Tech & Sciences
La superalliage monocristallin DD6 chinoise rivalise avec les matériaux américains pour pales de turbine
La Chine a développé le superalliage monocristallin DD6, compétitif avec les alliages américains pour pales de turbine de moteurs d’avion, à moindre coût.

À l’intérieur d’un moteur d’avion, les pales de turbine tournent à des températures extrêmes, sous une pression intense et subissent une érosion constante due à des gaz chauds et corrosifs. Concevoir une pale capable de résister à ces conditions tout en maintenant une performance optimale du moteur constitue un défi majeur en ingénierie aérospatiale.
Depuis plusieurs décennies, la solution repose sur les superalliages monocristallins : des composants métalliques constitués d’une seule structure cristalline continue, éliminant ainsi les joints de grains où les alliages classiques se fissurent et échouent. Selon un rapport de China Media Group, seuls cinq pays — les États-Unis, le Royaume-Uni, la Russie, la France et la Chine — maîtrisent de manière autonome l’intégralité de la chaîne technologique pour fabriquer ces pales, depuis le développement des matériaux et la coulée de précision jusqu’à leur mise en service.
Au cœur des capacités chinoises se trouve l’Institut AECC de matériaux aéronautiques de Pékin, qui a mis au point un superalliage nommé DD6.
Le DD6 : définition et enjeux
Le DD6 est un superalliage monocristallin de deuxième génération à base de nickel, développé par l’institut avec une propriété intellectuelle entièrement indépendante. Son ingénieur principal, Li Jiarong, affirme que les performances de cet alliage égalent ou surpassent celles des superalliages de deuxième génération utilisés en Europe et aux États-Unis, tout en réduisant les coûts de production.

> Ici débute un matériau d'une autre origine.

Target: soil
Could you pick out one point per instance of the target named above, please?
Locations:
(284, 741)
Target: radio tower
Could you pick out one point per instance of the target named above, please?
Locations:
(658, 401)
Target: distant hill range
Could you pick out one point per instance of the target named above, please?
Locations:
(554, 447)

« Nous avons réalisé le développement indépendant de matériaux pour pales de turbine monocristallines en Chine », a déclaré Li. « Notre superalliage monocristallin de deuxième génération, DD6, offre des performances supérieures ou équivalentes aux alliages de deuxième génération largement utilisés en Europe et aux États-Unis. »
Grâce à son coût de fabrication inférieur, le DD6 est devenu le superalliage monocristallin le plus répandu en Chine, diminuant ainsi la dépendance du pays aux matériaux stratégiques importés.
Les pales conçues par l’institut ont été intégrées dans plusieurs moteurs aéronautiques avancés, équipant aussi bien des avions militaires et civils que des hélicoptères.
Les défis techniques
Les pales de turbine monocristallines fonctionnent à des températures dépassant celles de l’acier ordinaire et approchant le point de fusion de l’alliage lui-même. Leur stabilité dans ces conditions exige un contrôle précis d’un alliage à base de nickel, enrichi en plusieurs éléments aux propriétés physiques et chimiques variées, qui doivent être fondus, fusionnés et purifiés de manière uniforme.
Yue Xiaodai, chercheur à l’institut, a expliqué que ces superalliages monocristallins à base de nickel utilisent le nickel métallique comme base, à laquelle sont ajoutés des éléments d’alliage pour satisfaire simultanément plusieurs exigences de performance, telles que la résistance à haute température, la résistance au fluage et la résistance à la corrosion durant l’exploitation.
La fabrication d’une pale finie à partir de ce matériau comprend plus d’une dizaine d’étapes majeures, allant de la fusion et préparation de l’alliage jusqu’à la livraison finale. Chacune de ces étapes est elle-même subdivisée en plusieurs dizaines de sous-processus très précis.
Un travail de plusieurs décennies
L’institut développe des superalliages monocristallins avec une propriété intellectuelle indépendante depuis les années 1980, ayant produit la première pale de turbine monocristalline de Chine ainsi que la première pale creuse monocristalline. Le DD6 représente la dernière réalisation de ce programme et reste à ce jour le plus utilisé.